All physical things in nature begin with information, including ourselves. The universe does not exist independent of us, but rather as part of us in a cosmic dance. We can use this to empower us in our lives and feel joy in the illustrious participation of life.
Alan Watts, the messenger of eastern thought to the west, famously spoke about how our awareness of an experience shapes the experience itself. He described a philosophy wherein life is split not into self awareness and exterior experience, as we typically think it is. For example, he stated that you do not have a sensation of the sky but rather you are that sensation of the sky. The sky as a sensation is not separate from you, apart from what you already sense, feel and know. This is not to say that you are the sky.
If you accept this is true, then it follows that you are not a separate experiencer of the world but rather an active participant in it. It’s a sense of belonging, in many ways a yoga sense of unity. It also creates a sense of responsibility in the individual. To truly know reality you must enter into it, be a part of it, feel it and define it.
It is also important to not be stuck in a illusory past or future rather than the ever constant present. Many people misinterpret this or use it as an excuse for instant gratification and lack of responsibility.
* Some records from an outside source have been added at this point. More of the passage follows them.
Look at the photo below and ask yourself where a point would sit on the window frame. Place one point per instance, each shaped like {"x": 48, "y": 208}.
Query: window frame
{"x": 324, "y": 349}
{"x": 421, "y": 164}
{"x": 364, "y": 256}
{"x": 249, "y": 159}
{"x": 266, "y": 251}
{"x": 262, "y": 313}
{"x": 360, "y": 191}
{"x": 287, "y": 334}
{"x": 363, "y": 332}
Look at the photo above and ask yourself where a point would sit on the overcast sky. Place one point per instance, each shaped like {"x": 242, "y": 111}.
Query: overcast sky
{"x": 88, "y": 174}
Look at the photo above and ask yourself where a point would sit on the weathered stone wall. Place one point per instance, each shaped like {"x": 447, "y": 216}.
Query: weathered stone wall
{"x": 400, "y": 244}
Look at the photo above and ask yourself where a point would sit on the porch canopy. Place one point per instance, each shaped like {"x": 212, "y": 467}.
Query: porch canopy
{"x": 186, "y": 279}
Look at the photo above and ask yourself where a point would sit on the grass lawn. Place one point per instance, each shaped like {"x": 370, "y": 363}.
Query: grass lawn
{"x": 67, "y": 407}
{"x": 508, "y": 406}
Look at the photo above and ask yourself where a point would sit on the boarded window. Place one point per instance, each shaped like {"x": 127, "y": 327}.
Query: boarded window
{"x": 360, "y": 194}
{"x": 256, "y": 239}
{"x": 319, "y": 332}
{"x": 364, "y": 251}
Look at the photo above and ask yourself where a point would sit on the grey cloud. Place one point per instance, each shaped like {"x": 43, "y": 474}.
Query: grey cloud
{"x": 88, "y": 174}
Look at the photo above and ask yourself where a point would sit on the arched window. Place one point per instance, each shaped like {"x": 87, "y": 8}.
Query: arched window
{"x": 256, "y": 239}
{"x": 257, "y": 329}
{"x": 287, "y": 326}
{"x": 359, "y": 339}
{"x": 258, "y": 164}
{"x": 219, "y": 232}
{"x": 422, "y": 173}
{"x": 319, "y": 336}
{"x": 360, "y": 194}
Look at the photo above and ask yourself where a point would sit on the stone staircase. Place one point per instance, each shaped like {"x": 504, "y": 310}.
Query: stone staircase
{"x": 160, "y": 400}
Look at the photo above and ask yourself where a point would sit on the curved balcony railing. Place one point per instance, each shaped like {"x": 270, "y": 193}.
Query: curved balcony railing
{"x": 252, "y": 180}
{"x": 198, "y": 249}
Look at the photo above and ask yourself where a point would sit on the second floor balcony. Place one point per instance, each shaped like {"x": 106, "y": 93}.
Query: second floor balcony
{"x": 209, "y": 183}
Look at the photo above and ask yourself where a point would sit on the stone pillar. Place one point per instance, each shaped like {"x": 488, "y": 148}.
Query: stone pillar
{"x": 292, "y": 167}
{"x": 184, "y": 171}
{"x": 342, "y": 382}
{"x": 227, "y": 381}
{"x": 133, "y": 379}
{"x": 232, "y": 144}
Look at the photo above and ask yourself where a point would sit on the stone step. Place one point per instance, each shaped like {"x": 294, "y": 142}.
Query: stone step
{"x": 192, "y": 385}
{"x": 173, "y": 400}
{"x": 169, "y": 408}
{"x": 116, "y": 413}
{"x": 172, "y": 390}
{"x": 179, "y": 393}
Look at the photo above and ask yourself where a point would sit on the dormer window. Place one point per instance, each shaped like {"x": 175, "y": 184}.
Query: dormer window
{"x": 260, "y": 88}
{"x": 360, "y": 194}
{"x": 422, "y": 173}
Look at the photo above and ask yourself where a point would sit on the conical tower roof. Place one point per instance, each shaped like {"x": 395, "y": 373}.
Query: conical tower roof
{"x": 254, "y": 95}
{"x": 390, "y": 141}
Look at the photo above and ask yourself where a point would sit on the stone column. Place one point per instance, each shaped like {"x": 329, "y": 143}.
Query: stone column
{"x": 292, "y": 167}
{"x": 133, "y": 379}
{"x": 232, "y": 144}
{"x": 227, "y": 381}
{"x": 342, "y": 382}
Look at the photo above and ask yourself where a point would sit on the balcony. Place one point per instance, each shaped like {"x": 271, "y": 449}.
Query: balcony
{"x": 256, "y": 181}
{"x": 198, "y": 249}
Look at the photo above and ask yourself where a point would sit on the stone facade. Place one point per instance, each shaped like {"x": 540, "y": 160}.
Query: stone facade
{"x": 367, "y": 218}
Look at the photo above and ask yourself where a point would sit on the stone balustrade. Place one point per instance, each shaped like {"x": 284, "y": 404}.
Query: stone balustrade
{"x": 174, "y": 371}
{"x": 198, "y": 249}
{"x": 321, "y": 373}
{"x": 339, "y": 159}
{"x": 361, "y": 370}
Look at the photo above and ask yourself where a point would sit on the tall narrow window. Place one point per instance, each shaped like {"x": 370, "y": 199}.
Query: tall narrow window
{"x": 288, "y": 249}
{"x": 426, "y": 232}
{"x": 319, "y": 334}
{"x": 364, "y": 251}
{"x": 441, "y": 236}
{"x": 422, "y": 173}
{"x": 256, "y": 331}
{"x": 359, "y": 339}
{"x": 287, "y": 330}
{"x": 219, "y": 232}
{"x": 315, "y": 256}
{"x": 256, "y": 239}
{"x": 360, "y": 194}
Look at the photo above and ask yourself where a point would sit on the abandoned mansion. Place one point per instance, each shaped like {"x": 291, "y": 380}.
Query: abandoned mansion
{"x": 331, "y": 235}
In actuality, it means surrendering yourself to the present moment and devoting yourself to it fully. You must relax and taste the present moment, whether it be pleasurable or painful. You lose your sense of separate self and become one.
Titans of basketball Michael Jordan, Shaquille O’Neal and Kobe Bryant all shared the same meditation teacher – George Mumford. He talked about the concept of “one breath, one mind” in reference to the team. The focus was on being present to what it is, creating a space where you can observe the moment without having to classify or identify it. In other words, he would say that conscious thinking needs to be quiet and let your body do what it does. He also spoke about his own personal journey towards finding meditation, something he writes about in his book “The Mindful Athlete: Secrets to Pure Performance”.
It’s about having the vulnerability to forget our separate self and let go into the moment. And it’s liberating.